Complaints in healthcare often stem from a lack of communication [10]. In an ideal world, effective communication between staff and patients would not require the aid of a pre-recorded video. However, the reality of providing care in busy acute units is that we often fall short of giving patients the time they deserve. This video is a small stepping stone towards addressing this concern. The benefit of a patient information video is that it does not impact on the day-to-day running of the medical team who often have to prioritise emergencies.
Patient satisfaction and patient perception of the care they have received is a requisite of quality assurance, and both clinicians and managers must take an interest in being accountable for the services provided [5,11,12]. Public satisfaction in the National Health Service has been declining with the lowest level since 1997 recorded in 2024 at 24% [13]. It is essential that we take on board what patients want from their care in order to set the steps in motion to restore their faith in the NHS [13-15].

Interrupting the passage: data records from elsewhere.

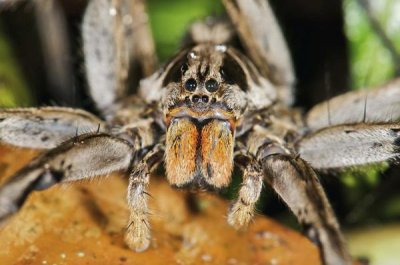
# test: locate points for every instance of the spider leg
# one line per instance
(263, 42)
(115, 34)
(368, 105)
(242, 210)
(82, 157)
(298, 186)
(44, 127)
(137, 236)
(351, 145)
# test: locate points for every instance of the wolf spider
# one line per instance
(212, 106)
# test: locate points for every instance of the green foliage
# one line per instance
(170, 19)
(371, 62)
(13, 90)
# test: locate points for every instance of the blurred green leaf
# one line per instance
(13, 90)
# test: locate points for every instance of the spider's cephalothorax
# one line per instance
(212, 106)
(203, 106)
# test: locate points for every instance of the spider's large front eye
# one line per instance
(191, 84)
(212, 85)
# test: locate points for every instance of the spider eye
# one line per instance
(212, 85)
(191, 84)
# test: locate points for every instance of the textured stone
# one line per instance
(84, 223)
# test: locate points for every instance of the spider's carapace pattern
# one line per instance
(214, 105)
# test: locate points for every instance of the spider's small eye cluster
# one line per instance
(211, 85)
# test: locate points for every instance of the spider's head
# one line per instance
(204, 101)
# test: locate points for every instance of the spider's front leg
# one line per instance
(138, 232)
(297, 184)
(82, 157)
(242, 209)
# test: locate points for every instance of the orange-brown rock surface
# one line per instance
(83, 223)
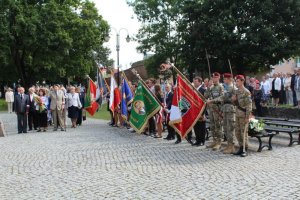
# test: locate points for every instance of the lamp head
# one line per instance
(127, 38)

The front-line staff in this project were motivated and determined to improve patient experience. The healthcare assistants were on board and drew patients' attention to the questionnaire. A number of staff volunteered to be in the video. There was minimal training of staff required to engage them in the improvement process. This all stemmed from the determination for improvement and the project team spending time with the staff explaining the objectives. This is transferrable to any area of quality improvement.
Limitations
As common with quality improvement projects, a key limitation is its applicability to different settings. The intervention was developed based on specific patient feedback for the SAU. Given the multiple dynamic factors involved in delivering care on the SAU, it can be difficult to account for all of these. The questionnaires were handed out to patients who were motivated to fill it in, and therefore not all patient interactions with the service were recorded. A longer period of data collection after each intervention, with a larger sample size, would provide a more reliable picture. A business case allowed funding for the video. The crew was professional but costly. This may not be possible in other trusts where there is not an acknowledged impact on patient satisfaction. On top of this, if there is a change to the geography of the unit or the standard operating procedures, the video would become immediately out of date.
Conclusions
Patients who are referred for emergency surgical review are often in pain and in an unfamiliar environment. Patients have an expectation of what awaits them and may not understand the pressures on departments. In order to ensure expectations meet reality, information needs to be given to patients at the right time. The introduction of a patient information video to patients in the waiting room successfully informed patient expectations, which in turn resulted in improved patient satisfaction. In the current, turbulent climate of the NHS, a simple intervention of a patient information video has been shown to play a role in improving patient satisfaction, and articles like this can set in motion discussions on how we can restore public faith in our health service.